Speaking of persnickety, I'd like to tell you about some of the features and differences I've noticed between the two versions of Firefox. For this post, I'll be focusing on bookmark organization. This is not for the squeamish. I am not right in the head when it comes to organizing stuff. I'm sure I have some sort of "condition" but just humor me and check this out.
Here is a view of the toolbar and bookmarks toolbar in Firefox 2. You can put folders in your bookmarks toolbar which will result in a drop-down menu. I love using this method for bookmarks I interact with in cycles. For me, it's not enough to pay all my bills on one site at my bank. I like to be able to interact with each of the sites to check things out since we don't get any paper bills. I think only our water & sewer bills are paper. The rest are all online. I also interact with a lot of social media tools and drop-down menus organized by category are great for that.
The same feature exists in Firefox 3 only it looks slightly different.
In this screen shot, notice how the bookmark manager in Firefox 2 looks. In FF2 you could put separators in between folders and give them names. This seems to be missing in FF3 though.

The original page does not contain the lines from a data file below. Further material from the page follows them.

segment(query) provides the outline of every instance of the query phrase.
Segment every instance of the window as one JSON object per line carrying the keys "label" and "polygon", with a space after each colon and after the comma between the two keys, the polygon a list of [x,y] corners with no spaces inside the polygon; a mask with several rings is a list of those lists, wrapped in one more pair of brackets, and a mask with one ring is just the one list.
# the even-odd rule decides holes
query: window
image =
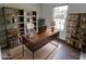
{"label": "window", "polygon": [[67,5],[53,8],[53,21],[56,22],[56,28],[61,31],[64,29],[66,12]]}

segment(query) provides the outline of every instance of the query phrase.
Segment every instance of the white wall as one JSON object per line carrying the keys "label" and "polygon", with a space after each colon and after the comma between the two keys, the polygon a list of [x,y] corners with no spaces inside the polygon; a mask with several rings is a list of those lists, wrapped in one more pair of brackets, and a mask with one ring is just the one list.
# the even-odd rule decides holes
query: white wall
{"label": "white wall", "polygon": [[[46,18],[46,24],[48,28],[50,28],[50,23],[52,21],[52,8],[65,5],[66,3],[44,3],[42,5],[42,14],[41,16]],[[86,13],[86,4],[85,3],[70,3],[67,13]],[[65,22],[66,23],[66,22]],[[64,26],[64,31],[60,33],[60,38],[65,40],[66,36],[66,24]]]}
{"label": "white wall", "polygon": [[[52,9],[54,7],[60,7],[60,5],[64,5],[63,3],[45,3],[42,4],[42,17],[46,18],[46,25],[48,28],[51,28],[50,24],[51,24],[51,21],[52,21]],[[60,33],[60,38],[61,39],[65,39],[65,27],[64,27],[64,30]]]}
{"label": "white wall", "polygon": [[23,9],[25,11],[37,11],[37,18],[40,16],[40,4],[39,3],[0,3],[0,7]]}

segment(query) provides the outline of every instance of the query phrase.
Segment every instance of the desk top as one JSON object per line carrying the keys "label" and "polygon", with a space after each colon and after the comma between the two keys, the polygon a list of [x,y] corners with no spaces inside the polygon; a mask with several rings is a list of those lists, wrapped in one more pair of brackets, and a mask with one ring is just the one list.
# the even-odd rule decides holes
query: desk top
{"label": "desk top", "polygon": [[27,37],[27,35],[23,35],[22,37],[28,41],[30,41],[29,43],[35,44],[39,41],[42,41],[45,39],[47,39],[48,37],[54,35],[59,33],[58,30],[51,31],[51,29],[47,29],[46,33],[42,34],[36,34],[34,37]]}

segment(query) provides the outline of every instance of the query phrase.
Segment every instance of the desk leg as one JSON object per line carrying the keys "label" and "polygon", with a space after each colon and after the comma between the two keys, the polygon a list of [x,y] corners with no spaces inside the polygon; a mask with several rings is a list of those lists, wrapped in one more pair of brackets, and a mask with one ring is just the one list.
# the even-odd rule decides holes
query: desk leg
{"label": "desk leg", "polygon": [[23,49],[23,56],[24,56],[24,46],[22,44],[22,49]]}
{"label": "desk leg", "polygon": [[34,60],[34,52],[33,52],[33,60]]}

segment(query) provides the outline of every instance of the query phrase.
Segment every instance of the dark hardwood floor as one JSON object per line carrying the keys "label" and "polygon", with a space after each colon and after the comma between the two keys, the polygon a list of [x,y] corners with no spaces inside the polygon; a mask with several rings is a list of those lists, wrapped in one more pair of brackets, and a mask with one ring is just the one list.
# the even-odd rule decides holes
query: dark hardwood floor
{"label": "dark hardwood floor", "polygon": [[[57,40],[57,39],[56,39]],[[61,48],[57,50],[56,60],[79,60],[81,51],[70,47],[69,44],[60,41]]]}
{"label": "dark hardwood floor", "polygon": [[[58,42],[58,39],[52,41]],[[56,46],[54,42],[54,46]],[[64,43],[63,41],[59,40],[59,48],[56,49],[56,53],[52,60],[79,60],[81,51],[70,47],[69,44]],[[7,49],[2,49],[2,54],[7,52]],[[54,51],[53,51],[54,52]]]}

Now in Firefox 3, there are a whole new set of organization tools for bookmarks like tagging. Perhaps its been there all along, but now I have occasion to really use it! At first, I really didn't like it because it felt to similar to the way Safari handles bookmarks which was another thing I didn't like about Safari.
After playing around with the new bookmark manager in Firefox, I grew to love it. I started tagging and sorting things and I was feeling very happy about my new-found obsession.
There are good reasons for wanting to tightly organize your bookmarks besides just satisfying your inner Rain Man. If you interact with social media, it helps to have all the different tools handy in one area so you're not hunting around for them. If you like to share links with others, for instance, a blogroll or a link list, you can export your bookmarks as an html file and edit the text for use on a website. Using the bookmark manager in Firefox also enters those fine details on the resulting webpage with live links as seen in these examples.
Sorting and viewing the columns in the bookmarks manager is a little different than in Firefox 2. Shown here is an example of where to find the column list.
Here's where it moved to in Firefox 3. It's viewable once you've selected Organize Bookmarks from the Bookmarks menu bar. Pretty crafty, huh?
Lastly, I'd like to point out the new bookmark feature. It's pretty obvious when you choose to bookmark a page for the first time. You can either click on the blue star in the location bar, press command-D on the keyboard, or select Bookmark This Page from the Bookmarks menu. You now get this slick-looking HUD (heads up display) that appears. It is stationary and seems to shoot out of the corner of the star once engaged.
Clicking on the triangles within that HUD expand more options for where exactly to store the bookmark you wish to save. This is nothing new, but the interface looks dramatically different from the previous version. It's much more obvious now.
Well, this concludes my first look into Firefox 3 and some of the fine tuning it has to offer in this new version. I hope you may have learned a few new tips or tricks you can use. Please don't send me the bill for your therapist; however, but if you can recommend a good one, that would be helpful for me!